Information is power and data is the new oil. Whoever controls data or has the power and resources to manipulate it can influence entire countries, e.g., through search engine manipulation effect. Similarly, content can easily be maliciously doctored or manufactured all together, e.g., using deepfake technologies. Knowing the origin of a piece of information is becoming vitally important to our societies. We want to bring back trust in the data and give users the power to validate the source of the content they consume by bridging the gap between a fully decentralized web and the current centralized infrastructure of Web 2.0.
What it does
Once on the distributed ledger, information is considered secure, immutable, tamper-resistant and permanent. Our ambition is to seamlessly extend this trust to include sensors, gateways and other devices provisioning data, and do that with little to none changes to existing data pipelines and infrastructure. At the same time, we'd like to abstract the DLT layer from an end-user, since the majority of the population needs a transition period to get acquainted with the decentralized web.

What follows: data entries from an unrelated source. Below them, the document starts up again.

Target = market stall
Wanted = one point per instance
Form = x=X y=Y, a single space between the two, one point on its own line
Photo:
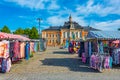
x=14 y=48
x=101 y=49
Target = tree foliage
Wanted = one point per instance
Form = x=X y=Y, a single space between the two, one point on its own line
x=5 y=29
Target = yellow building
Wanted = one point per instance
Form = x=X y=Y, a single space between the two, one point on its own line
x=71 y=30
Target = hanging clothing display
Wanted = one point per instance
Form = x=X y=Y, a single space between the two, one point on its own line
x=27 y=51
x=31 y=49
x=6 y=65
x=100 y=62
x=4 y=49
x=116 y=56
x=16 y=49
x=22 y=49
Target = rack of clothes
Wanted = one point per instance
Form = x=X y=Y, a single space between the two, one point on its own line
x=74 y=47
x=116 y=56
x=12 y=51
x=5 y=61
x=101 y=61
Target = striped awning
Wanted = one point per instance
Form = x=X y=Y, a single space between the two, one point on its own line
x=104 y=35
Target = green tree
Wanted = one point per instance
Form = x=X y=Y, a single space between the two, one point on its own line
x=19 y=31
x=33 y=33
x=27 y=31
x=5 y=29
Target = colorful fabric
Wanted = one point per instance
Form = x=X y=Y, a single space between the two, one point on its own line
x=16 y=49
x=27 y=51
x=4 y=49
x=22 y=49
x=6 y=65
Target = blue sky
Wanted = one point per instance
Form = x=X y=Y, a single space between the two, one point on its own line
x=100 y=14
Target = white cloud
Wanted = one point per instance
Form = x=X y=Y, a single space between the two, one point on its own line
x=56 y=20
x=102 y=9
x=35 y=4
x=59 y=20
x=53 y=5
x=108 y=25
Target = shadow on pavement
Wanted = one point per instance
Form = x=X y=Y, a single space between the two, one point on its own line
x=72 y=63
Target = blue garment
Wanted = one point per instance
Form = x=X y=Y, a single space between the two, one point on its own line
x=67 y=44
x=90 y=51
x=100 y=47
x=110 y=62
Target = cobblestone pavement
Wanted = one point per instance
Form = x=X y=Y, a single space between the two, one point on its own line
x=56 y=64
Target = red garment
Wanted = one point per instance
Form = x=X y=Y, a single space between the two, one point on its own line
x=16 y=49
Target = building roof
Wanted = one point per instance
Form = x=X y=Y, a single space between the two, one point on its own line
x=88 y=28
x=67 y=26
x=75 y=24
x=106 y=35
x=53 y=28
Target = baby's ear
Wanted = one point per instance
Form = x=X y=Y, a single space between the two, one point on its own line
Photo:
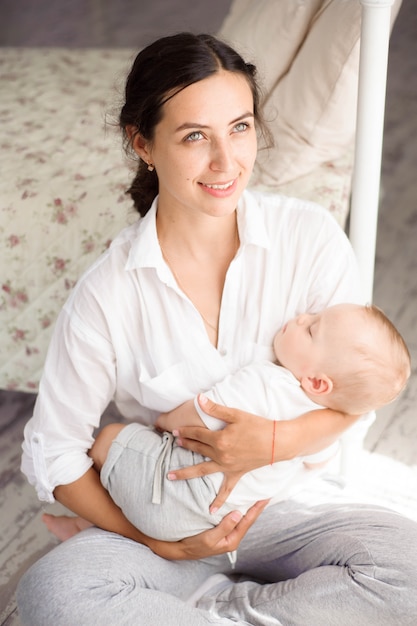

Reksio creates a trust layer on top of your existing data layer. It's a data notarization service that is both DLT- and storage-agnostic, specifically designed for streaming data: video and IoT sensor measurement stream.
The trust layer is used to verify that the data we own has not been modified, serving as proof to ourselves and third party consumers. An example scenario is a video surveillance maintainer providing an extra means of security, a court looking to authenticate evidence or a media agency looking to tamper-proof video assets.
How we built it
Our goal was to create an intuitive, low-cost, non-intrusive MVP capable of efficiently tackling high velocity, high volume video and data stream and storage inefficiency of the Ethereum Network.
For Diffusion 2019 purposes our team decided to set up a version handling the notarization of a live video feed only. We started with a very simple landscape simulating a status quo situation using the following components:
- RTSP server (based on GStreamer) producing video stream
- RTSP client (based on openRTSP) receiving the data, generating 30-second long
- S3-compatible storage (Minio) to host the client output.
Pluggable data notary
Reksio is an agent that can be seamlessly plugged into an existing architecture like the one above. It is positioned between the RTSP client and storage, calculates hashes of the data and commits the hashes to the blockchain to effectively create a permanent data seal of authenticity.
The following core services are part of the implementation:
- Secretary is a proxy agent that (a) intercepts the RTSP client output files, (b) calculates hashes for each file, (c) sends the files to the S3 storage and (d) sends the calculated hashes, including file name, to the Notary service.
- Notary is an agent communicating with the DLT for (a) storing the filenames and their corresponding hashes and (b) retrieving hashes from the DLT.
- Frontend to facilitate configuration and provide dashboards.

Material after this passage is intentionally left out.